I hear myself respond, “Lonely is an inside job.” Write it down, I tell myself, and I do.
Long before that day, I was in my twenties, living alone and feeling as though nobody in the world loved me. I was alone and I was lonely. With no one to talk to but myself, I had time to ponder loneliness.
There’s a difference between being alone and being lonely. When you are alone, you are by yourself, the sole person in a room. When you are lonely, it is as though even you have left the room and all that remains is your empty body, heart and soul—you’re no longer there to comfort and love yourself.
“I’ve learned through the years the importance of self-soothing,” I say to my friend, thinking offering advice is the same as showing compassion.
“I am self-soothing,” my friend quickly responds. “I’m eating too much.”
“That’s not self-soothing.”
“Yes, that’s what I do to feel better—I eat.”
“I know, but that’s not self-soothing. Self-soothing comes from the inside and has nothing to do with what we eat or don’t eat. Self-soothing is about hanging around with the discomfort until we can make ourselves feel okay within whatever circumstances we must face.”

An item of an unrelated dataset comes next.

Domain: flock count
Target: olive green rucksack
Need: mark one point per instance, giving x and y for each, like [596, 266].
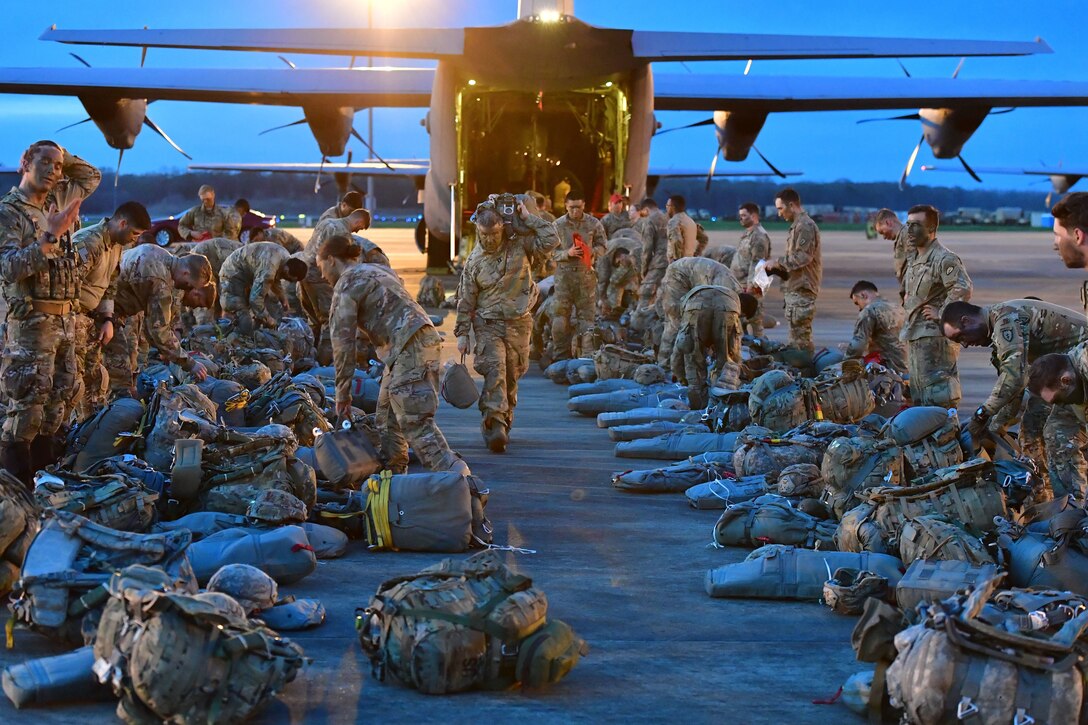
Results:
[462, 625]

Self-soothing is an inside job.
What areas of your life are causing you pain? Are you looking outside yourself for an answer? Are you relying on another person to make you feel better or food or alcohol to elevate those feel-good hormones? Do you think you can exercise your way out of your emotions?
Sure, those things will make you feel good for a while, but when another AFGE (Another F’n Growth Experience) comes along, you will not have expanded the internal skills to get you through the next challenge. You cannot always rely on food, exercise, or your family and friends. You may be physically debilitated and unable to exercise and/or eat. And sometimes friends stay away. During those times, you can only rely on yourself.
What do you do in those darkest hours to soothe yourself so that you know you will never be alone?